A message from our Chairman

“CBA’s strong capital position and our progress on executing our strategy mean that we are well placed to continue to support our customers and manage ongoing uncertainties, while also returning a portion of surplus capital to shareholders. After careful consideration, your Board has determined that the Buy-Back is the most efficient and value-enhancing strategy to distribute CBA’s surplus capital and franking credits.”

- Catherine Livingstone AO, Chairman

Our Chairman Catherine Livingstone

A message from our CEO

“The Buy-Back follows CBA’s continued strong operating performance and the completion of various divestments. Post Buy-Back, CBA will continue to have a strong surplus capital position to support our customers.”

- Matt Comyn, CEO 

Our CEO Matt Comyn

Buy-Back summary

  • On Monday, 4th October 2021, CBA bought back a total of 67.7 million Shares at the Buy-Back Price of $88.62 per Share, returning a total of $6 billion to participating shareholders. The Shares bought back will subsequently be cancelled by CBA.

    Due to the strong demand for the Buy-Back, a scale back of Applications was required. The scale back was structured to minimise disadvantaging shareholders with a small number of Shares.

    Buy-Back proceeds were paid to successful shareholders on Friday, 8th October 2021.

ATO Class Ruling

  • The Australian Taxation Office (ATO) has confirmed in its Class Ruling that the Capital Component of the Buy-Back Price is $21.66 and the fully franked Dividend Component of the Buy-Back Price is $66.96. For Australian tax purposes, the sale proceeds of the Shares for entities to which the Class Ruling applies other than companies is $29.22, being the $21.66 Capital Component plus $7.56 which represents the excess Tax Value over the Buy-Back Price.

    The ATO has issued their Class Ruling in relation to the Buy-Back which is available on the ATO website. 

    Go to ATO Class Ruling

Where to get further information

  • For more information about the Buy-Back including confirmation of the outcome for any Applications submitted, please visit our Buy-Back website.

    If you would like to talk to us about the Buy-Back, please contact our Share Registry information line on 1800 022 440 or on +61 1800 022 4401 if you’re overseas.

Things you should know

  • 1 When calling from overseas using your mobile, standard roaming charges may apply. To avoid roaming charges, call the international operator in the country you’re in from a land line and provide them our number.

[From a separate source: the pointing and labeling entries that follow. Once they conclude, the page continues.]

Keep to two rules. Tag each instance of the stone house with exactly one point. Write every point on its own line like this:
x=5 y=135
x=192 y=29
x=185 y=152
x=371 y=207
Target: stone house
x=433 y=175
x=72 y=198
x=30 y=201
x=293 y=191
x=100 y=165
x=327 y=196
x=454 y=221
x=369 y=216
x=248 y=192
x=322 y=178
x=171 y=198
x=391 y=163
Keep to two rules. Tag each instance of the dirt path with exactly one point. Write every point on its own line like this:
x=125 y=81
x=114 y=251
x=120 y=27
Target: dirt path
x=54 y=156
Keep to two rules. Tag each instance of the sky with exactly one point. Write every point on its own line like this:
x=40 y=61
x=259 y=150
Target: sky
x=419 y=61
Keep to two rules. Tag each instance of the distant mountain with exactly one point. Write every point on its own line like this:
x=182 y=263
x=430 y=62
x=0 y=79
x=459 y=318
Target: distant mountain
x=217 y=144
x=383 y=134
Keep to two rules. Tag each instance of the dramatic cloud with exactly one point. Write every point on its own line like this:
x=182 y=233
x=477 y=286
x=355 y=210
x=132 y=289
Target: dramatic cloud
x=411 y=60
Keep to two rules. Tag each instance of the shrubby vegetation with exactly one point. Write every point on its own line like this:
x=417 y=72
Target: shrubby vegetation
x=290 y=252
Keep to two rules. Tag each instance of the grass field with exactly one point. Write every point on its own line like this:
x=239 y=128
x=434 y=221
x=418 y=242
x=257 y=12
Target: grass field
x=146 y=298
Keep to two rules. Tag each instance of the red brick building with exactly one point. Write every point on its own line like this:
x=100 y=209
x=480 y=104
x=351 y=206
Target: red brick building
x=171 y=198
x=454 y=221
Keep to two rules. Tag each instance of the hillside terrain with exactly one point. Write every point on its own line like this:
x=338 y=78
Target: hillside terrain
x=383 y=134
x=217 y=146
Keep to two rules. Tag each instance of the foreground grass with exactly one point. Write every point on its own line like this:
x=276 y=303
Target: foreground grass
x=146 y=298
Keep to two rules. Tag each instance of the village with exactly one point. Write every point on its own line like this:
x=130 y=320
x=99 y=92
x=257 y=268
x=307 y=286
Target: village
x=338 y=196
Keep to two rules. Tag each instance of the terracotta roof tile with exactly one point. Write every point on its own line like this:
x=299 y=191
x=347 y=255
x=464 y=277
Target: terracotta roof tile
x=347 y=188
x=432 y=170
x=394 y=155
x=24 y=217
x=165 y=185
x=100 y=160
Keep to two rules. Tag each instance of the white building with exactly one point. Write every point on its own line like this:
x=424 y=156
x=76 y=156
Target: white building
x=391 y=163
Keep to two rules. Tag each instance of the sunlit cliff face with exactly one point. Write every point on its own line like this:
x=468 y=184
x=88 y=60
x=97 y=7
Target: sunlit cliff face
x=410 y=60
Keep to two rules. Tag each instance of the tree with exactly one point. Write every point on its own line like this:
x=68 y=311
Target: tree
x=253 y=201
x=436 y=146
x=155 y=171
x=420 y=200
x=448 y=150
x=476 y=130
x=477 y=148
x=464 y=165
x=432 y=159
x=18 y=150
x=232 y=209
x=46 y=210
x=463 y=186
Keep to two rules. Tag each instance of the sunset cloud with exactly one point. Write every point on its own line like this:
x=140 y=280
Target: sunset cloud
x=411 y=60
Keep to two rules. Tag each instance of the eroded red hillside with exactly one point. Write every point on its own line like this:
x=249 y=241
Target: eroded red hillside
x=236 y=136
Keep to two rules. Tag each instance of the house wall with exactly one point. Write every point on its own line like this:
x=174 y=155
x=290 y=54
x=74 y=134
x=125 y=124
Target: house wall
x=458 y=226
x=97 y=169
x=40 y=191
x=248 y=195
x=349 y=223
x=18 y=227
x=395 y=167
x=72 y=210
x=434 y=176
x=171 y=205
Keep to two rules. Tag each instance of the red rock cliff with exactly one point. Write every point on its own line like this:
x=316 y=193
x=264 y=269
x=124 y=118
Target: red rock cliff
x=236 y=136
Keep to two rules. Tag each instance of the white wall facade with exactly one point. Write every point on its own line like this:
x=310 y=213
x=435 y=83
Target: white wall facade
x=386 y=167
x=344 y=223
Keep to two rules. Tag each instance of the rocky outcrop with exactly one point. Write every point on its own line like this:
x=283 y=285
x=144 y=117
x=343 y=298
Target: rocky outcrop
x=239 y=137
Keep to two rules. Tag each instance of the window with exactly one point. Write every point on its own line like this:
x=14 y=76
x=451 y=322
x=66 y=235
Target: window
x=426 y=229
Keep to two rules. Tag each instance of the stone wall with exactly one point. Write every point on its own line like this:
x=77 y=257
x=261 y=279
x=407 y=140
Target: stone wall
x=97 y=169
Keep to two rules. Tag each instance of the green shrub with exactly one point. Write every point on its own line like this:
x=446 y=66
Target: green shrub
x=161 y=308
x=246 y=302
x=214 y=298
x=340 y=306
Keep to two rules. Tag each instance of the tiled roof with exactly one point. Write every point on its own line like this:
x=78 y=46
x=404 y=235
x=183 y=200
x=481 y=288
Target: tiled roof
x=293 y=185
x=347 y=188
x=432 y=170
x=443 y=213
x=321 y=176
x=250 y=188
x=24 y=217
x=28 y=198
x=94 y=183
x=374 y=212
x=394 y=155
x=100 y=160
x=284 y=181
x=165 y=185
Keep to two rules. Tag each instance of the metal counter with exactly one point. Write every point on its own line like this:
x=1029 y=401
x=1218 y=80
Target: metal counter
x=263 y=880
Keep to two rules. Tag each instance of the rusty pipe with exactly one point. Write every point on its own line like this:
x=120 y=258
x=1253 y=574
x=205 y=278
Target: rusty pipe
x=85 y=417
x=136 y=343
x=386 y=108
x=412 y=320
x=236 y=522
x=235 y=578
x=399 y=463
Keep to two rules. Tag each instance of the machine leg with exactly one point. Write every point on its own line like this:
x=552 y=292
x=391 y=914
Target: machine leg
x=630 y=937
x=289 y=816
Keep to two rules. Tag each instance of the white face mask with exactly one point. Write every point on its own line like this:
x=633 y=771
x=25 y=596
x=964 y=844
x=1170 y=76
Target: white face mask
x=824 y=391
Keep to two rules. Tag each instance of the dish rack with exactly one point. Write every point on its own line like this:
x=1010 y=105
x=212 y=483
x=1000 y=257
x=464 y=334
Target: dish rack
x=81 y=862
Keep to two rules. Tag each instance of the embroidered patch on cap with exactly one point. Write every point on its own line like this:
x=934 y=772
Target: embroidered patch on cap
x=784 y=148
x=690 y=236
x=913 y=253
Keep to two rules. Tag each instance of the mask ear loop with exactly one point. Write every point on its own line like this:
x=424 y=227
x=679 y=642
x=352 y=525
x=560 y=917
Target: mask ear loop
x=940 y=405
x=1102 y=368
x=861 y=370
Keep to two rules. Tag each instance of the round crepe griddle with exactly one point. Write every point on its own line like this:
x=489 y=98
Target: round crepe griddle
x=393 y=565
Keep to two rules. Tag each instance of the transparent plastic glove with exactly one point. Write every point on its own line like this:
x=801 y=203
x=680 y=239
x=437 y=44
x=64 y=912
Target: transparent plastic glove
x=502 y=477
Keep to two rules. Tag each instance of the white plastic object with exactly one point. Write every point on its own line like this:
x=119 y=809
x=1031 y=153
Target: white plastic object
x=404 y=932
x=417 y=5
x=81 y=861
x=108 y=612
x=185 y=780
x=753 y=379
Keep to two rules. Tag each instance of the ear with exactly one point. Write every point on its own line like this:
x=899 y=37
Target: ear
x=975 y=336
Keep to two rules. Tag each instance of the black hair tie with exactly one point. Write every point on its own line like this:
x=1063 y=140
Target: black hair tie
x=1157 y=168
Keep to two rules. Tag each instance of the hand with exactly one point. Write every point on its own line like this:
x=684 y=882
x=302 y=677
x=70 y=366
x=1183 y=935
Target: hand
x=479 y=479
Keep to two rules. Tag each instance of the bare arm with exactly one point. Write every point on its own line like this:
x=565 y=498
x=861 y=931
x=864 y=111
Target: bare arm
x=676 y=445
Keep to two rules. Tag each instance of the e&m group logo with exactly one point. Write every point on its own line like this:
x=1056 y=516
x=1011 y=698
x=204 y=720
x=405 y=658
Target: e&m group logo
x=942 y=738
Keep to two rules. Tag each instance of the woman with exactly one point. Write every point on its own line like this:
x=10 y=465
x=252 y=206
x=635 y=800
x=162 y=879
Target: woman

    This website does not constitute, or form part of, any offer or invitation to sell, or any solicitation of any offer to purchase any securities in any jurisdiction, nor shall it or the fact of its distribution be relied on in connection with any contract thereof. No indications of interest in the Buy-Back are sought by this website. Shareholders who are (or nominees or trustees who hold Shares on behalf of or for the account or benefit of persons who are) located in the United States or US Persons (within the meaning of Regulation S under the United States Securities Act of 1933, as amended), residents of Canada or who are otherwise excluded foreign persons will not be eligible to participate in the Buy-Back described on this website. Buy-Back documents, including the Booklet describing the terms of the Buy-Back and application forms, when issued, will not be distributed or released in or into the United States or Canada.

    Unless otherwise defined, capitalised terms on this website have the meaning given to them in the Booklet.